今日は私の好きなコトバを一つ紹介したい。

「無心は、いっさい心なきなり」(黄曝『伝心法要』)

無心は、いっさい心なきものである。
「無心の心」は、心に何もとどめないことである。心に生じてくる、いっさいの観念が、まったく何もないという状態の心だ。
「私が」ということも、「あなたが」ということもない。
何も求めることもない自由な心の状態にしたい。

「禅のことば 禅のこころ 武田鏡村」(第1章 生きる知恵を学ぶ P28より)

三浦先生が最近、講習で言われるコトバがある。

「自分を主語ではなく、からだを主語にしなさい」といわれる。

操体の臨床は他の手技療法と大きな違いがある。

それは「感覚を聞き分けること」である。

「感覚を聞き分ける」ということは患者のちょっとした心身の変化を常に聞き、感じて、それに適うメニューを提供していかなければならない。そのためには自分を主語にしてしまうと相手の感覚の聞き分けを無視することになるので、私は常に上記に記したコトバを念頭に相手のからだと向き合うようにしている。

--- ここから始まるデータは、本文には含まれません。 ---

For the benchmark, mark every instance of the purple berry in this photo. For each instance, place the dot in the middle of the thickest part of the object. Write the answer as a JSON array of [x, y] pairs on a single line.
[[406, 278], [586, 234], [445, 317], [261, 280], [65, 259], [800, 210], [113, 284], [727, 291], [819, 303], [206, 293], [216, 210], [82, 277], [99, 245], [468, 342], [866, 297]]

やはり臨床において自分が主役になると相手のことよりも「どうやって治してやろう」「こうすればもっと良くなるはず」と自分の手柄を立てたくなってしまうものだ。特に私のような臨床経験がまだ浅い人間にはこうした思考は必ず働き、自分を主役にしてしまう。
そうならないように臨床の空間には自分や自分事を持ち込まず、無心で相手のからだとだけ向き合えるように努めている。

ここで一言付け加えておきたいのが、「無心」というのは何も考えないことではない。相手のからだとこころを、そして空間をまるごと一体受け入れられる心をいう。

こういったことを生かせるのは臨床だけではない。己の生き方にも十分に生かせることである。

人間が生きることにおいて自分を主語にしてはならない。自分が主語になってしまうと誰かしらに迷惑をかける。別に誰かの為に生きろというわけではない。自分の為で良い。ただ、自分のしていることが間接的でもよいので誰か(何か)の為になることをするのが、自分を主語にしない生き方なのだと思う。